Washington State

House of Representatives

Office of Program Research

BILL

 ANALYSIS

Appropriations Committee

 

 

HB 2457

 

Brief Description:  Changing rates in the nursing facility medicaid payment system.

 

Sponsors:  Representatives Sommers and Lovick; by request of Department of Social and Health Services.

 

Brief Summary of Bill

$Modifies nursing home rate setting by reducing support services and operations lids to 80 percent of the current medians; eliminating the variable return rate component; and increasing minimum occupancy requirements from 85 percent to 90 percent for the direct care, therapy care, and support services rate components.

$Makes numerous capital rate component changes.

$Authorizes the Department of Social and Health Services to adopt rules to equalize therapy care rates between facilities.
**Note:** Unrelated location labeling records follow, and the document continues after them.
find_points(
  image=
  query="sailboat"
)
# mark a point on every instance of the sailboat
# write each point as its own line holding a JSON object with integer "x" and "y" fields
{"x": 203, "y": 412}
$Increases the retention of settlement cost savings.

 

 

Hearing Date:  1/29/02

 

Staff:  Bernard Dean (786‑7130).

 

Background:

 

There are 255 Medicaid‑certified nursing home facilities in Washington providing long‑term care services to approximately 13,000 Medicaid clients.  The payment system for these nursing homes is established in statute and is administered by the Aging and Adult Services Administration within the Department of Social and Health Services.

 

The rates paid to nursing facilities are based on seven different components.  These components include rates paid for direct care, therapy care, support services, operations, property, financing allowance, and variable return.

 

The direct care rate component includes payments for the wages and benefits of nursing staff, non‑prescription medications, and medical supplies.  This rate component is most directly related to patient care and comprises roughly 55 percent of the total nursing facility rate.  The direct care rate component is based upon "case mix," or the relative care needs of the residents that it serves.  In other words, direct care payments are calculated in such a way as to account for differences in client acuity.  The higher the care needs of the clients, the higher the direct care rate.  Case mix affects only the direct care rate component. 

    

Two other components relate to patient care.  The therapy care rate component includes payments for physical therapy, occupational therapy, and speech therapy and the support services rate component includes payments for food, food preparation, laundry, and other housekeeping needs.

    

The operations rate component pays for administrative costs, office supplies, utilities, accounting costs, minor building maintenance, and equipment repairs.

 

The property and financing allowance rate components relate to the capital cost of a nursing facility.  The property rate is a payment made to reflect the depreciation of a facility and other capital assets.  Property depreciation periods vary, with most new facilities depreciating over 40 years. 

 

The financing allowance is paid and calculated by multiplying an interest rate by the value of the assets.  The applicable interest rate is 10 percent for construction proposed prior to May 17, 1999, and 8.5 percent for construction proposed after that date.

 

The variable return rate component does not reimburse nursing facilities for a specific cost.  Rather, nursing facilities that serve residents at the lowest cost per resident day receive an efficiency incentive and an opportunity to make a profit or to pay for unreimbursed costs in other areas.  Variable return is paid at one to four percent of the total direct care, therapy care, support services, and operations rate components based on the facilities relative efficiency when measured in comparison with the same costs in other facilities throughout the state.

      

Facilities are obligated to return any difference between actual costs and the rates paid for the direct care, therapy care, and support services components following an audit and settlement process.  Currently, providers may retain any overpayment that does not exceed 1.0 percent of the facility's direct care, therapy care, and support services rate.

 

Summary of Bill:

 

The support services and operations lids are reduced to 80 percent of the current medians.  The support services and operations rates are set to the lower of a facilities= per resident day adjusted costs from cost reports, or to 88 percent of the adjusted median per resident day support services cost and 80 eighty percent of the adjusted median per resident day operations costs for that facility's peer group.

 

The Department of Social and Health Services must adopt rules to equalize therapy care rates between nursing facilities based on the ratio of Medicaid residents receiving therapy care to private residents receiving such care.

 

Statutes and references pertaining to the variable return rate component are repealed.

 

With the exception of essential community providers, those facilities that are the only nursing facility within a commuting distance of 40 minutes, minimum occupancy requirements are raised from 85 percent to 90 percent for the direct care, therapy care, and support services rate components.

 

Numerous capital rate component changes are made, including: eliminating payments for the financing of land and land improvements and for the depreciation of land improvements; reducing capital rates for buildings to 80 percent of their actual net book value; increasing the equipment capitalization threshold from $750 to $2,500; and reducing the allowable financing allowance on existing assets to six percent.

 

In addition, settlement cost savings are increased by prohibiting providers from retaining any rate overpayments in the direct care, therapy care, and support services components.  

 

Numerous technical changes are specified.

 

Appropriation:  None.

 

Fiscal Note:  Requested on January 17,  2002.

 

Effective Date:  Ninety days after adjournment of session in which bill is passed.